La Wally

La Wally is an opera in four acts by Alfredo Catalani, composed on a libretto by Luigi Illica, and first performed at La Scala, Milan on 20 January 1892.

The libretto is based on a hugely successful Heimatroman by Wilhelmine von Hillern (1836-1916), Die Geyer-Wally, Eine Geschichte aus den Tyroler Alpen (literally: "The Vulture-Wally: A Story from the Tyrolean Alps"). The Geyer-Wally is a girl with some heroic attributes. Wally is short for the name Wallburga. (There may have been an actual young woman Wallburga Stromminger on whom the legend is based.) She gets her 'geyer' or 'vulture' epithet from once stealing a vulture's hatchling from her nest. Von Hillern's piece was originally serialized in Deutsche Rundschau, and was reproduced in English in "A German Peasant Romance", in The Cornhill Magazine, July 1875.

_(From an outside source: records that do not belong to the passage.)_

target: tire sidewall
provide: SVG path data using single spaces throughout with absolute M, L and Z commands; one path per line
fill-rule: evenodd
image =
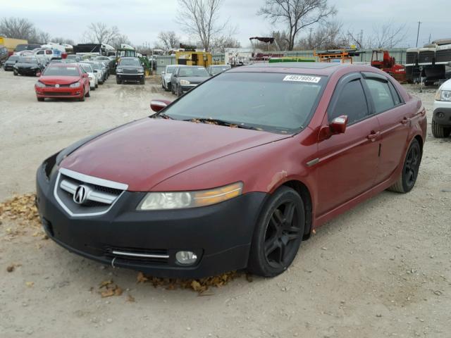
M 269 265 L 264 252 L 264 242 L 266 228 L 269 220 L 274 211 L 283 202 L 293 201 L 297 202 L 297 213 L 300 225 L 299 238 L 296 239 L 296 249 L 295 255 L 283 269 L 278 269 Z M 299 249 L 305 228 L 305 210 L 304 202 L 301 196 L 294 189 L 288 187 L 282 187 L 278 189 L 266 202 L 262 208 L 260 217 L 257 223 L 254 232 L 249 261 L 255 266 L 249 266 L 251 272 L 266 277 L 273 277 L 282 273 L 290 266 L 296 257 L 296 253 Z M 256 264 L 257 263 L 257 264 Z
M 419 159 L 418 169 L 416 172 L 416 177 L 415 177 L 415 182 L 414 182 L 414 184 L 412 185 L 412 187 L 409 187 L 407 185 L 407 179 L 406 179 L 405 166 L 407 162 L 407 157 L 409 156 L 409 153 L 410 152 L 410 150 L 414 146 L 418 147 L 418 150 L 420 154 L 420 158 Z M 416 139 L 414 139 L 412 142 L 410 143 L 410 145 L 409 146 L 409 149 L 407 149 L 407 152 L 406 153 L 405 158 L 404 160 L 404 164 L 402 165 L 402 189 L 404 190 L 404 192 L 410 192 L 414 188 L 414 187 L 415 187 L 415 183 L 416 183 L 416 180 L 418 178 L 420 164 L 421 163 L 421 157 L 422 157 L 422 152 L 421 152 L 421 148 L 420 147 L 420 144 L 419 143 Z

The opera is best known for its aria Ebben? Ne andrò lontana ("Well, then? I'll go far away," Act I, sung when Wally decides to leave her home forever). Catalani had composed that aria independently as "Chanson Groënlandaise" in 1878 and later incorporated it into his opera.

The opera also features one of the most memorable of operatic deaths, in which the heroine throws herself into an avalanche. It is seldom performed because of the difficulty of staging this scene, but its arias are sung frequently.